CMVM dá prioridade à avaliação da idoneidade dos gestores

A presidente do Conselho de Administração da Comissão do Mercado de Valores Mobiliários,, Gabriela Figueiredo Dias. Foto: João Relvas/Lusa
A presidente do Conselho de Administração da Comissão do Mercado de Valores Mobiliários,, Gabriela Figueiredo Dias. Foto: João Relvas/Lusa

A CMVM incluiu nas prioridades para este ano o reforço de mecanismos dissuasores de más práticas, incluindo avaliação de idoneidades dos gestores, e avaliar novas áreas de supervisão, como evitar propaganda de empresas a práticas ambientais sem ações efetivas.

A Comissão do Mercado de Valores Mobiliários (CMVM) diz, em comunicado, que a sua ação em 2020 tem como objetivo contribuir “para a recuperação da confiança dos investidores no mercado e nas suas instituições, para a estabilidade do sistema financeiro e para a promoção de um mercado de capitais nacional competitivo e eficiente no plano internacional, em benefício das empresas e das famílias”.

Assim, o regulador dos mercados financeiros definiu cinco prioridades da sua atuação, entre as quais o reforço da supervisão das entidades supervisionadas para dissuadir más práticas, focando a sua atuação na avaliação da idoneidade dos gestores e outros membros das entidades que operam no mercado de capitais, assim como na supervisão dos modelos de governo (mecanismos de controlo interno, fiscalização, auditoria interna) tendo em conta o impacto na estabilidade do sistema financeiro.

Irá ainda trabalhar na implementação das suas novas competências de supervisão.

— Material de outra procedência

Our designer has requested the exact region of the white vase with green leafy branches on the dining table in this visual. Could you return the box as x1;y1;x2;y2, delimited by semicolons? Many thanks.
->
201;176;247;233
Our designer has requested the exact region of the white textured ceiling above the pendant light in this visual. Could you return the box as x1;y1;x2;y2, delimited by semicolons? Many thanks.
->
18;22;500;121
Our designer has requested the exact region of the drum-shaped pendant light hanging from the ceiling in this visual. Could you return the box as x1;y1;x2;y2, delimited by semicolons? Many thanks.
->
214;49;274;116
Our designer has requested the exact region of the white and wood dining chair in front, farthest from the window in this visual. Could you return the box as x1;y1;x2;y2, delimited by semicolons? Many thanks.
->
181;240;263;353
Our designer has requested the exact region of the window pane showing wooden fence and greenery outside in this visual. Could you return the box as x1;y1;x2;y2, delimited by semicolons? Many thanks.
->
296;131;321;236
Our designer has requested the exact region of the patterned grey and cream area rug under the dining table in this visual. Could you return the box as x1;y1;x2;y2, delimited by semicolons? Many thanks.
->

A CMVM quer simplificar e clarificar as exigências regulatórias e tornar a supervisão proporcional, o que diz que será concretizado através de medidas como “eliminação de sobreposições e introdução de maior clareza quanto às exigências regulatórias”, mas também redução de prazos de resposta e reforço da supervisão em áreas que podem ser de maior risco, como na venda de produtos financeiros a investidores não profissionais.

As prioridades passam também por reforçar a deteção de intermediação financeira não autorizada, inspeções presenciais sobre abuso de mercado, entre outras, no sentido de dissuadir más práticas e melhorar atividade sancionatória.

A CMVM quer contribuir para finanças mais sustentáveis das empresas, com um modelo de supervisão que integre fatores ambientais, sociais e de governo, identificar necessidades de supervisão novas, por exemplo, no ‘greenwashing’ (quando uma empresa passa a imagem de boas práticas ambientais, através de ‘marketing’ ou publicidade, mas não toma ações efetivas) e ainda implementar um novo modelo para o seu financiamento.

Quer ainda a CMVM melhorar o serviço prestado aos investidores e ao mercado, o que se baseará em medidas como trabalhar num novo ‘site’ ou implementar um balcão único eletrónico para as entidades supervisionadas.

Quanto às atividades feitas em 2019, para concretizar os objetivos definidos para o ano passado, diz a CMVM que há uma taxa média de execução global de 90%, mas que mais dados serão detalhados no seu relatório anual.